Art Therapy Club uses creative approach to mental health

Whether weaving together friendship bracelets into intricate patterns or delicately brushing paint onto a canvas, USC's Art Therapy Club provides students a safe space to de-stress and unwind by creating art and channeling their emotions into a positive outlet.

Lauren Puttock, a second-year psychology student and president of Art Therapy Club, said the club allows students to release their anxieties through a creative medium.

“This club started with the idea in mind of providing a calm and tranquil space to allow people to just create and not feel the pressures of constantly being productive," Puttock said. "Art is an incredibly helpful tool in facilitating that kind of environment because it's something that can very easily take your mind off of things. It's almost a meditative practice at times."

Art Therapy Club meets once every two weeks, typically to work on a simple craft or activity. Past projects have included making bracelets and mini canvas paintings. Kinsey Kuhl, a third-year biology student and vice president of Art Therapy Club, said the medium has been very helpful for her in the past several years.

“I would always use art as a way to vent — an outlet to pour my emotions," Kuhl said.

Knowing that art has helped others release their pent-up emotions, Puttock said she believes that the club's opportunity for relaxation is something worth trying.

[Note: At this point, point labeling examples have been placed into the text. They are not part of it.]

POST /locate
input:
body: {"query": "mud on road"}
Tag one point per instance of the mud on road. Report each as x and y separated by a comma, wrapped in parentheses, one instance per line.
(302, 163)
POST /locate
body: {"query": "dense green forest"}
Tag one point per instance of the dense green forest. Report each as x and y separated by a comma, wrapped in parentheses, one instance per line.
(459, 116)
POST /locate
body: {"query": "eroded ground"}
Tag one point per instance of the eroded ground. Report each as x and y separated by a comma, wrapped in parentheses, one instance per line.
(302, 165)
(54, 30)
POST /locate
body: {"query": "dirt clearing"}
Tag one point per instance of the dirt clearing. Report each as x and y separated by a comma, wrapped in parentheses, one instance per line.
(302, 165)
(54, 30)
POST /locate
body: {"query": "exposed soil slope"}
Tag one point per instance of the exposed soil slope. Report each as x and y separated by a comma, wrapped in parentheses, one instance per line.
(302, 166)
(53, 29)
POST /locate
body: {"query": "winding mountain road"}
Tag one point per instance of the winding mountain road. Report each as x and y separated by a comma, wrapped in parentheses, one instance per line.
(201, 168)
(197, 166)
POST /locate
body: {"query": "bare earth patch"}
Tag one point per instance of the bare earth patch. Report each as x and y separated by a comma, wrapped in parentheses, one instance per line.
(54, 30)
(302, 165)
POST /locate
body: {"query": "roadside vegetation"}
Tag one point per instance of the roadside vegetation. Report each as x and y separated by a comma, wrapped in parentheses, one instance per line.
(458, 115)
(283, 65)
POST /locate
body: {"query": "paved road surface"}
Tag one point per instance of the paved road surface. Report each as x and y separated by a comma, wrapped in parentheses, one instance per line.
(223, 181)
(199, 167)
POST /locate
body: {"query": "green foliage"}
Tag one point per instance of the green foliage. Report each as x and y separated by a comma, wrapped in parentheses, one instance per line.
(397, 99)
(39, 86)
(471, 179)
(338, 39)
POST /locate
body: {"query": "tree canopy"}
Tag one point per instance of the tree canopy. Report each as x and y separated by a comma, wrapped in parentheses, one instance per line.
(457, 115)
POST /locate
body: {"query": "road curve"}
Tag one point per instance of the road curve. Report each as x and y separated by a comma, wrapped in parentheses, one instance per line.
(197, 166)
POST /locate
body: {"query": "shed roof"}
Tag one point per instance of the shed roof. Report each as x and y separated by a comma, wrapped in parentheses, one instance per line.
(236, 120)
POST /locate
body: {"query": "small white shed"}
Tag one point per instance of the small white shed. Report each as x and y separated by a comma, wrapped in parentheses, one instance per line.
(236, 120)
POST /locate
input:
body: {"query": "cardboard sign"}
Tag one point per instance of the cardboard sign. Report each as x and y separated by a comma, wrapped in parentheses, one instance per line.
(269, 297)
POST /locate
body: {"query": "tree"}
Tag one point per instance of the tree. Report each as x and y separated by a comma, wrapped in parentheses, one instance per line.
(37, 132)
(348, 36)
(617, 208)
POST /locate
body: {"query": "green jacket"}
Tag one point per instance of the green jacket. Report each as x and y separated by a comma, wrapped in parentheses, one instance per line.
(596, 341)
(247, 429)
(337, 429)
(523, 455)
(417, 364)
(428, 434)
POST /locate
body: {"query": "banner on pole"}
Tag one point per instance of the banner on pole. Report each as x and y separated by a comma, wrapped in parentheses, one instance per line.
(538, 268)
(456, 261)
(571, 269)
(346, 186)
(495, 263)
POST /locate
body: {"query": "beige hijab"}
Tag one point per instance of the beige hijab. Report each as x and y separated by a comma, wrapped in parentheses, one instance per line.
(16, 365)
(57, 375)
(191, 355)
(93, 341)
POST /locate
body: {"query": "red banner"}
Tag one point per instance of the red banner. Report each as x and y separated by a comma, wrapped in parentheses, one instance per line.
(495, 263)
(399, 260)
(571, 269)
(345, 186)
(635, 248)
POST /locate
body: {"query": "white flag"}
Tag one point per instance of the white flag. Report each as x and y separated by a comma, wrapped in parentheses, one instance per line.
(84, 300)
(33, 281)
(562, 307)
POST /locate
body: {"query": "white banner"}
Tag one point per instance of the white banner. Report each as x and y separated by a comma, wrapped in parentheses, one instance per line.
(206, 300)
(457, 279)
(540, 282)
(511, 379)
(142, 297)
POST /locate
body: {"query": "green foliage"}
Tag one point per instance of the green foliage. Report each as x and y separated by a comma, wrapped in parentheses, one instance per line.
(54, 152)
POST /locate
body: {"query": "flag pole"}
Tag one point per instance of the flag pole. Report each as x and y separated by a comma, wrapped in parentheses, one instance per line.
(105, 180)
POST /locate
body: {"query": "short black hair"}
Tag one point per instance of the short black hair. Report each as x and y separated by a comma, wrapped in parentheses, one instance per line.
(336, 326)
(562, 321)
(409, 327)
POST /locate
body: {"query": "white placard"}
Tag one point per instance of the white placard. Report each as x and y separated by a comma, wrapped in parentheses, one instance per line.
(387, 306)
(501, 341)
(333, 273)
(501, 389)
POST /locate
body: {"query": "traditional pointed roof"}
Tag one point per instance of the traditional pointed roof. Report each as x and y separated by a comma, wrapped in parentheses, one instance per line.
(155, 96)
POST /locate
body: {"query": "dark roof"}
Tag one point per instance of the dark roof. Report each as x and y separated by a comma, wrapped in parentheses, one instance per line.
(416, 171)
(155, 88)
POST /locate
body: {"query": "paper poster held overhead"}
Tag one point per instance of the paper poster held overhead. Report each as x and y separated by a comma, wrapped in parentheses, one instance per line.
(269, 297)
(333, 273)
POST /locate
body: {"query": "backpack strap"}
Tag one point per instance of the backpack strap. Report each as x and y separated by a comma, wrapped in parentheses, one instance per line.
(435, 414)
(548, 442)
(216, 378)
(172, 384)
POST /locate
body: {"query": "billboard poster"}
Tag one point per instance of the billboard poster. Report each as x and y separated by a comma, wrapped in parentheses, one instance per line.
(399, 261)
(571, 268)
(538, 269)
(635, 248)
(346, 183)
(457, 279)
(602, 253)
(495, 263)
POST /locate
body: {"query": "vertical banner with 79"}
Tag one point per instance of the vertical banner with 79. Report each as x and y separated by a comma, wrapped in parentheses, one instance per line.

“I think a great philosophy to live by is 'it can't hurt.' People might not respond to this, or maybe it's not their favorite way to calm down or have a meditative moment, but it can't hurt, and giving people the opportunity to have a break and a calm place to just relax — it can't hurt," Puttock said.

Jessie Guest, a clinical assistant professor of counselor education and an expert in play therapy, currently coordinates the graduate certificate in play therapy at USC. 

“You have some art therapy, creative arts, you have dance, using nature and things like that. Whatever suits and fits your client can be really helpful and helping them express themselves more authentically," Guest said.

According to Guest, the ability for individuals to de-stress and connect with their younger selves allows them to explore different interests and focus on their mental health, all while embracing creativity.

“I think as we get older, we don't lose that desire to play. We may lose time, and we feel like we are maybe too busy to connect with the childlike parts of ourselves. We all have different ways to be creative, and we have different interests,” Guest said. "So when we're thinking about mental health and therapy, we want to connect regardless of age with the best way for them to express themselves."

To help inspire others to channel their creative mind, Puttock said she hopes to make the club and the resources it has to offer more accessible to all USC students. 

"I'd like to make it free for everyone. Right now, I'm going through the process of applying for funding through the university. I would like to make it as wide and accessible as possible,” Puttock said.

If you feel drawn to art therapy or are looking for a unique way to de-stress, the Art Therapy Club accepts new members year-round. The club meets every other Wednesday at 7 p.m. in Russell House. If you decide to become a member, there is a $6 due that will go toward art supplies.